Writing Testable Code Is About Managing Complexity: "the real benefit of testable code is how it helps handle the software development’s biggest problem since time immemorial, managing complexity."

This post really cuts to the heart of why Test-Driven Design works, and why it can also utterly fail. Phil's main arguments are that generating tests gives you a canary in the coal mine for bugs, and that it indirectly helps manage complexity. The bug finding is absolutely true, that is the main attraction for most people.

But Phil doesn't quite get the second point right. Test-driven design absolutely helps to directly manage complexity. Why? The answer is factorization. Jeff uses the term "separating concerns" to talk about how writing tests helps to simplify code. That's a start, but not quite the whole story.

Unit tests work best on atoms of a program: a single algorithm that completes a specified task. Firefox is not an algorithm. The MySQL package is not an algorithm. GCC is not an algorithm. And none of them have a single, unified unit test.
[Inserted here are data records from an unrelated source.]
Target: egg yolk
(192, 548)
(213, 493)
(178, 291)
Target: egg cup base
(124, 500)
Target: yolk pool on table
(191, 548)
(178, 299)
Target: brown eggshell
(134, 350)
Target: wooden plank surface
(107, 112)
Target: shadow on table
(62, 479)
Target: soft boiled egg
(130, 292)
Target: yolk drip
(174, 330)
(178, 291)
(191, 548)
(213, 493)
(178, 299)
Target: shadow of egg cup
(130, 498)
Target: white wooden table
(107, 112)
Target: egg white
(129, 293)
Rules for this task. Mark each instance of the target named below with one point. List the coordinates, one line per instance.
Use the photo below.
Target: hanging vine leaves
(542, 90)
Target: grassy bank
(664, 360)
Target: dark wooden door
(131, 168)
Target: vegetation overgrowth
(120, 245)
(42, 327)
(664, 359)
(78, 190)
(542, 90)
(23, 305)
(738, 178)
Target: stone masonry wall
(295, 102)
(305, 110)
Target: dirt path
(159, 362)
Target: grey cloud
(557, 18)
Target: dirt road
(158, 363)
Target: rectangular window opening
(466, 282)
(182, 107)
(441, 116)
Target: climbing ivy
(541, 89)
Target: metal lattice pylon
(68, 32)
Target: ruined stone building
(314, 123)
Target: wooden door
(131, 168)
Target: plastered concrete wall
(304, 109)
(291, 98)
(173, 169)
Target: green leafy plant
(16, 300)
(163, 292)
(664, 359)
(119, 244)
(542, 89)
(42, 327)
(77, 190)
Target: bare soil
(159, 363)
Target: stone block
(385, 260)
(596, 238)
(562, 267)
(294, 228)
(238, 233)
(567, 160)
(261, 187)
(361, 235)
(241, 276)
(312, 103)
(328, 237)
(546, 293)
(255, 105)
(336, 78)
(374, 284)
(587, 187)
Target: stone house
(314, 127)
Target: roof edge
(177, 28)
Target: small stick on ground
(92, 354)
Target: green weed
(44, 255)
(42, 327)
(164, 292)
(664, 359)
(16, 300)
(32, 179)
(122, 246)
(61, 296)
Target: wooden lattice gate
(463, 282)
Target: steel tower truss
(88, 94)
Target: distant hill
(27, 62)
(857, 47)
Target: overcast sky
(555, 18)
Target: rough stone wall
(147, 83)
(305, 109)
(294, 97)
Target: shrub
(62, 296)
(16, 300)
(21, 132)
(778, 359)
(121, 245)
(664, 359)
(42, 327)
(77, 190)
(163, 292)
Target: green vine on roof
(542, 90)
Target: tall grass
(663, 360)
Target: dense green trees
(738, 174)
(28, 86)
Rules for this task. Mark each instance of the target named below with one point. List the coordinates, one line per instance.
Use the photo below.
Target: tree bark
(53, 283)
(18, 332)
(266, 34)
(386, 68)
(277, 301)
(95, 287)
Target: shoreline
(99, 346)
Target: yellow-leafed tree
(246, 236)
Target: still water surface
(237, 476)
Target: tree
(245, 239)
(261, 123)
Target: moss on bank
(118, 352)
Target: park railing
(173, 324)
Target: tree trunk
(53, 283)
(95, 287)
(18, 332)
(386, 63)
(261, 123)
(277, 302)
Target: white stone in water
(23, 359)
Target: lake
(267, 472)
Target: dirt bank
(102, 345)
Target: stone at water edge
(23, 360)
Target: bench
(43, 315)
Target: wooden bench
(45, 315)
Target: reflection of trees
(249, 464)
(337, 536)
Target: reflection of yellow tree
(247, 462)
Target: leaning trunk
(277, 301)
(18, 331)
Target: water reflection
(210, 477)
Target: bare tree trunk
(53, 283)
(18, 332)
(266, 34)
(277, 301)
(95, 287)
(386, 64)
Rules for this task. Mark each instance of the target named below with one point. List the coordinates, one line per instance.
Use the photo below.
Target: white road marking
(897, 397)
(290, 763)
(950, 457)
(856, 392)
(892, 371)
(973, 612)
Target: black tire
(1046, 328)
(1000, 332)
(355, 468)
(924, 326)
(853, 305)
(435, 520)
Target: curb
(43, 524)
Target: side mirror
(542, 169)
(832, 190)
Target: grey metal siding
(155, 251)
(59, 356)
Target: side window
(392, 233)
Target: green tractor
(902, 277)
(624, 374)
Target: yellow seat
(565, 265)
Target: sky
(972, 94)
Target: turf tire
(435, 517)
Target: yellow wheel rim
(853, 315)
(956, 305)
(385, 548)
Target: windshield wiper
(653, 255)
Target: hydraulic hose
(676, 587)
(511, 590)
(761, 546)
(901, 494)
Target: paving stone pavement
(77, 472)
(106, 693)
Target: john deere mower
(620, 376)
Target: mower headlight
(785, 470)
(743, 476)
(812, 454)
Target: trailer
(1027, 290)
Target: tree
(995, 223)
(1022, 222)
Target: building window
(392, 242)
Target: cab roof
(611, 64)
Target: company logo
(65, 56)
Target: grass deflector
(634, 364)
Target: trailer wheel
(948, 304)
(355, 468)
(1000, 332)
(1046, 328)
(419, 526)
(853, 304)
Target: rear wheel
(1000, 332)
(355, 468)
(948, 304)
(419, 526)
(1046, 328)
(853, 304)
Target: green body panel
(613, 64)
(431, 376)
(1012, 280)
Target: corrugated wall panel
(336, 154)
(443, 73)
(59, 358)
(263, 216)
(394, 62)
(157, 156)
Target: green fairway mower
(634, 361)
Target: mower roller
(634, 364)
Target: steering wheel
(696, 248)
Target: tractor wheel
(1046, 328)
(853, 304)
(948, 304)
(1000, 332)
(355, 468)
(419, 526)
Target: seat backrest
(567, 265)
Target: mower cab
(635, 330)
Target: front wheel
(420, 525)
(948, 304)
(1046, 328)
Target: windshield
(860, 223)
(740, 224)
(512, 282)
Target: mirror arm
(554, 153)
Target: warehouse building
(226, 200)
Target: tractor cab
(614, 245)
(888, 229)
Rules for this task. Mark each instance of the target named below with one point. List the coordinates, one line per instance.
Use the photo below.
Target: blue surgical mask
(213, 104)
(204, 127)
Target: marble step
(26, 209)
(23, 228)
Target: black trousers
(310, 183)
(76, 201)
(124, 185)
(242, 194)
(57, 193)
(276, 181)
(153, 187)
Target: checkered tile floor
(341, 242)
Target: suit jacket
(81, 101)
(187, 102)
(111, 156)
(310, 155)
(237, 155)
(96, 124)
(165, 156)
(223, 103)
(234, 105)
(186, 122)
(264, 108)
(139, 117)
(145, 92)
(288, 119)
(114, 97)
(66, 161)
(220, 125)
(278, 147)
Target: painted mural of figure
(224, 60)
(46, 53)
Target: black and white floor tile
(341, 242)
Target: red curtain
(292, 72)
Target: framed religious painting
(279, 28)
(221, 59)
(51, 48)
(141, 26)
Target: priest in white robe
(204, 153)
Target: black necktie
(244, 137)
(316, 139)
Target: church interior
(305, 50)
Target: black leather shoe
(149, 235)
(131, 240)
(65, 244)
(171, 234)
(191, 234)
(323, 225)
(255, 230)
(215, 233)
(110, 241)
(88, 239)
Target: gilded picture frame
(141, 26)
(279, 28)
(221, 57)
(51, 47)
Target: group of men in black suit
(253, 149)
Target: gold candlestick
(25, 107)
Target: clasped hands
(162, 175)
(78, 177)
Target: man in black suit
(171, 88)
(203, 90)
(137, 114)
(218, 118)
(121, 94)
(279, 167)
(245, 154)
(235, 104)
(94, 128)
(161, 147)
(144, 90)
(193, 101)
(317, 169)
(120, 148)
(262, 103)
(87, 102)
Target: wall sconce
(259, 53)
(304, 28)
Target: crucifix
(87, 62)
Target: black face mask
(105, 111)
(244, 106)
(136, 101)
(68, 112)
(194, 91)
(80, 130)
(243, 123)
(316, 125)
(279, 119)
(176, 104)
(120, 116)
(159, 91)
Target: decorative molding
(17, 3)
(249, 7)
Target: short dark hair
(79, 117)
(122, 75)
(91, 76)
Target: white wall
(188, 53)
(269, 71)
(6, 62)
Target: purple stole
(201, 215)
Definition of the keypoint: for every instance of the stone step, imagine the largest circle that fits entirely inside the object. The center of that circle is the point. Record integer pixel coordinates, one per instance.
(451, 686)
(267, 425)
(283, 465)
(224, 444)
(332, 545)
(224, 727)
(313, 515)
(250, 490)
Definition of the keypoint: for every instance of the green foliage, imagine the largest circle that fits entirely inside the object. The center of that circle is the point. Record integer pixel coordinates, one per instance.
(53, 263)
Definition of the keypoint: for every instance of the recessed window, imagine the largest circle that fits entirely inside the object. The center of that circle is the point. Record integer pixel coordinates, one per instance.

This is pretty logical, seeing that each program is built of parts.

But the extension here is that in order to write unit tests, you must understand what the parts of the program are. If a part of a program is very well unit-testable, then it is an atom, or a factor, or whatever you want to call it. It cannot be broken into any further multiple parts without destroying the semantics of what it does. This goes all the way back to undergraduate-level algorithms, using Hoare semantics: Precondition, Instructions, Postcondition. The test very simply has to set the precondition, call the function, and test the postcondition.

Let's say you are writing a program to parse a record, see if it is in an existing data set (say, a database), and then insert it or update it to the known data set. How do you write unit tests? To figure out the unit tests to write, you must first understand the factors.

I trivially see three factors: testing the existence in the data set, the insert operation, and the update operation. The "upsert" operation, that is, the decision whether to insert or update and then doing the appropriate action, is not an atom in this program. It should be covered in an integration test.

Let's think about that for a minute: why should upsert be an integration test? Consider a trivial set of two tests:

1. Upsert a record which does not exist (the record should be inserted)
2. Upsert a record which already exists in the set (the record should be updated)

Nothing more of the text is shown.